22 I hate them with perfect hatred;
    I count them my enemies.
23 Search me, O God, and know my heart;
    test me and know my thoughts.
24 See if there is any wicked way in me,
    and lead me in the way everlasting.

Every day, as we send emails, utilise google search, update our social media accounts, make online purchases, use apps on our mobile phones, we relinquish information about ourselves to the most wealthy and powerful corporations in human history.  The data generated by our willing participation in the digital world – and through simply carrying around a mobile phone – is captured by Google, Facebook, Amazon, Microsoft and others, and fed into incredibly powerful computational software, designed by some of the world’s most intelligent I.T. and behavioural scientists.  The thousands of individual data points created and harvested each day – our physical movements, product preferences, dietary choices, modes of transport, employment status, leisure activities, network of family and friends – all contribute to companies developing an ever clearer picture about each one of us.  

In previous periods of capitalism, businesses’ knowledge of their customers was limited to the general – e.g.
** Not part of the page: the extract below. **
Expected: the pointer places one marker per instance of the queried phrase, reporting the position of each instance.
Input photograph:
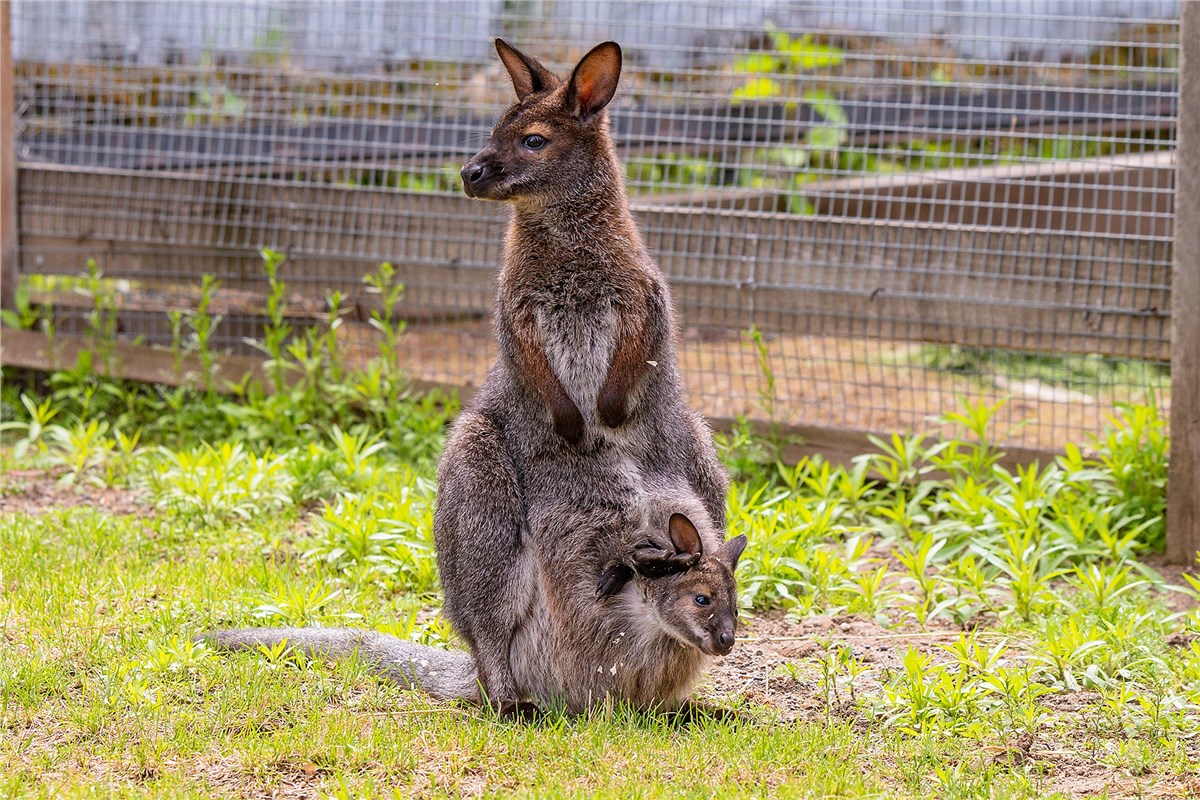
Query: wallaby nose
(473, 174)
I am a 40+ Pakeha male, married, with kids.  In the world of surveillance capitalism, arguably, companies know more about us than we know about ourselves.  Our political persuasions, faith allegiance, sexuality, and our most intimate thoughts and emotions – those things which give rise to irritation, anxiety, anger; our prejudices, predilections and phobias – are all known.  In a dark echo of the Psalmist, in the age of surveillance capitalism, it is to impersonal, behemothic global corporations that we attest: 

You know when I sit down and when I rise up;
    you discern my thoughts from far away.
You search out my path and my lying down,
    and are acquainted with all my ways.
Even before a word is on my tongue,
    you know it completely.

(Psalm 139:2-4, NRSV)

Furthermore, unlike previous iterations of capitalism, our personal information is not being gathered for our benefit.  It is not we who are the customer of Facebook, Google, Microsoft, Amazon and the increasing number of companies engaged in the emerging field of surveillance capitalism.  Rather, our data is simply the resource which, turned into a commodity – behavioural prediction – is then sold onto others.  These businesses then use this powerful knowledge to send us target advertising.  Their profoundly intimate knowledge about us – including our hidden fears and desires – ensures an almost guaranteed sale.  Put bluntly: we are not using Google and Facebook, they are using us.
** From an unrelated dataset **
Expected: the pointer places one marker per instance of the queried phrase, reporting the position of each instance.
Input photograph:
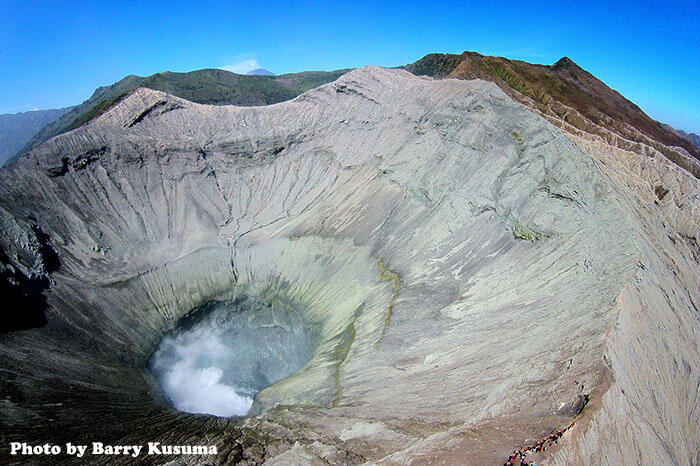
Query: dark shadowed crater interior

For the Psalmist, David, God’s intimate knowledge of his ‘inward parts’ (v13) provides a deep sense of security.  Such relational confidence is understandable.  David is responding to the God referred to elsewhere as El-roi, the one who ‘sees’ the plight of the vulnerable and who, in-turn, is ‘seen’ by them (Genesis 16:13).  It is this God, observing the enslavement and oppression of a people (Exodus 2:25; 3:7-9), who acts definitively to free Israel from their slavery.  It is his experience of a God, whom, while radically Other, is to be trusted, which enables David to make himself further vulnerable – asking that God will ‘search,’ ‘test’ and ‘know’ him, revealing to him his own wickedness and therefore leading him into the way of life (Psalm 139: 23-4).

In contrast to this relational dynamic of trust and vulnerability, our relationships with surveillance capitalist companies are deeply asymmetrical.  We know nothing of the details of the intimate knowledge they have about each one of us, nor with whom this information is being shared.  A number of questions arise: Are surveillance capitalist companies to be trusted and are their intentions to lead us into ways of life?  To what extent does living enmeshed in a system of constant surveillance challenge and undercut human freedom?  What does the new economic logic of surveillance capitalism mean for: our understanding of privacy and human relationality? for democracy and citizenship?  How might the Church play a role in encouraging society to reflect upon these critical questions?  And, how might the Church engage in economic relationships built upon trust, in which others are treated not as commodities, but as fellow companions seeking the way of life?